Pengendalian Organisme Pengganggu Tanaman

Hama yang menyerang okra adalah ulat grayak, ulat pemakan jagung, ulat jengkal, tungau, laba-laba, kutu daun dan belalang. Pengendalian kimiawi hanya digunakan bila serangan telah serius dan tidak diperkenankan untuk lahan pekarangan. Pengendalian hayati menggunakan musuh alami, seperti tawon, semut hitam, atau semut rangrang, serta aplikasi Bacillus thuringiensis.

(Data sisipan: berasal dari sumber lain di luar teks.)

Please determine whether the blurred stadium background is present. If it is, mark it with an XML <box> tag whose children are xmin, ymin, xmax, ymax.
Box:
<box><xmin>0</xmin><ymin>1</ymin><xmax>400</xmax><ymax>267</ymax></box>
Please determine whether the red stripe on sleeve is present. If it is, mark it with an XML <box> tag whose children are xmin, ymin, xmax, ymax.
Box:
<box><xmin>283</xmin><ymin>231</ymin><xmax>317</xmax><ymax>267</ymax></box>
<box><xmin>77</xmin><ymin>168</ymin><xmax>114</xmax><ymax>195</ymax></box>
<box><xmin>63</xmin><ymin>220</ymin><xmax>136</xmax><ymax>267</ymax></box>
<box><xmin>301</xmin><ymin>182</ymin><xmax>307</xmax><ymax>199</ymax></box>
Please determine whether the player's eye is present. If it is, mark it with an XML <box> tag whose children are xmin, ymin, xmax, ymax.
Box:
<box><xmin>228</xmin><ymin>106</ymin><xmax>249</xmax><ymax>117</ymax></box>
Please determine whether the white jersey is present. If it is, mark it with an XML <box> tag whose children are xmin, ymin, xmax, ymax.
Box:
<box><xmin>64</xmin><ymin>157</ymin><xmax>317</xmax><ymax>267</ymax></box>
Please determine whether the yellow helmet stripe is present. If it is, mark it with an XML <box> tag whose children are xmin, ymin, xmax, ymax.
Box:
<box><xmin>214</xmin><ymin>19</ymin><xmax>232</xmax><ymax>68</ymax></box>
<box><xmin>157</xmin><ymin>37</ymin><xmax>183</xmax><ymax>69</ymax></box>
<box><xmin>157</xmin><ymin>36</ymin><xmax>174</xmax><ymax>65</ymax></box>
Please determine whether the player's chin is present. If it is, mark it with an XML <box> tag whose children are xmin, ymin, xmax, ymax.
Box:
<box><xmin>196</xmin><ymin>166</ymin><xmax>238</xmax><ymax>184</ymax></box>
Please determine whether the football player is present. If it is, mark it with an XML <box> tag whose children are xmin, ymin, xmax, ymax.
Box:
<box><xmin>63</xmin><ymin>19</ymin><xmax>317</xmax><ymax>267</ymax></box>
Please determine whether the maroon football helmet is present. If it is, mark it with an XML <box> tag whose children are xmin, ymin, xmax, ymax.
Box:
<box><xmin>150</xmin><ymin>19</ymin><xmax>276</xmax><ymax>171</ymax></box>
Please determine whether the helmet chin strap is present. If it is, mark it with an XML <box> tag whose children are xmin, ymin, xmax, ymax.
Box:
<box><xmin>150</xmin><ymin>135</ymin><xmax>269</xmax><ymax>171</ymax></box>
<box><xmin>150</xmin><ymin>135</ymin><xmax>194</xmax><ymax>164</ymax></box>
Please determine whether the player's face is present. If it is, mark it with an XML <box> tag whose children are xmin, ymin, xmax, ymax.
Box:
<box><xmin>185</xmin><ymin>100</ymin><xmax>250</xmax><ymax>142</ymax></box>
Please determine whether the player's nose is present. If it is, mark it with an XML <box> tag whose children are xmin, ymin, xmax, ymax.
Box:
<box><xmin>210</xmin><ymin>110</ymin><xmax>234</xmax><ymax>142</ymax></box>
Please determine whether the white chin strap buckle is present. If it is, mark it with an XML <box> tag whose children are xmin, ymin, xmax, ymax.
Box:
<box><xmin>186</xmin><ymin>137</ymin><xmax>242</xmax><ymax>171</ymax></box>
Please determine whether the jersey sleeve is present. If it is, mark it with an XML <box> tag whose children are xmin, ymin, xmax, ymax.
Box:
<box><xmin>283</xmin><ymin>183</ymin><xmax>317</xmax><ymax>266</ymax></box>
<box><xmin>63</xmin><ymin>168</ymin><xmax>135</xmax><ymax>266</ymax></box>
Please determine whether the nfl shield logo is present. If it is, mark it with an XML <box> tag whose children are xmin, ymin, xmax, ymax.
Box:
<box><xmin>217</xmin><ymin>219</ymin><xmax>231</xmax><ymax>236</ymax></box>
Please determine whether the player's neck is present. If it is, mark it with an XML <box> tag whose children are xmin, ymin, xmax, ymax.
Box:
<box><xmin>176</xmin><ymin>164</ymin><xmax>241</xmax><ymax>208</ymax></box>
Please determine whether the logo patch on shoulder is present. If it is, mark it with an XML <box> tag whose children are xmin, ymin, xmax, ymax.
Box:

Serangan hama pada okra / Pinterest

Adapun penyakit yang sering menyerang tanaman okra antara lain: antraknosa, bercak daun  dan penyakit busuk buah. Pengendalian penyakit tanaman dapat dilakukan dengan memusnahkan tanaman yang terserang dan tidak memegang tanaman yang sehat sehabis memegang tanaman sakit, rotasi tanaman, pengaturan jarak tanam, memangkas daun-daun yang tidak produktif, dan perbaikan drainase tanah, dan pemanfaatan jamur Trichoderma harzianum.

Panen

Okra berbunga pada 50 hari setelah tanam. Okra untuk konsumsi dipanen pada saat buahnya masih muda, yaitu 5-6 hari setelah bunga mekar. Panjang buah okra yang disukai konsumen adalah 6,5-9 cm. Masa berbuah okra adalah 82 hari setelah tanam. Panen okra dapat dilakukan 3 kali dalam seminggu. Pemanenan secara teratur akan merangsang pembuahan secara terus menerus, sehingga dapat dipanen setiap hari ketika iklim mendukung pertumbuhan dengan baik.

Biji dari polong okra yang sudah kering / Pinterest

Apabila okra  akan dijadikan benih, maka buah dibiarkan tua dan kering di pohon. Buah yang tua dipetik dan dikeluarkan bijinya, dapat langsung ditanam atau dikeringkan dulu. Tanaman okra akan terus berbunga dan berbuah hingga waktu yang tidak ditentukan, tergantung varietas, musim dan kesuburan tanah.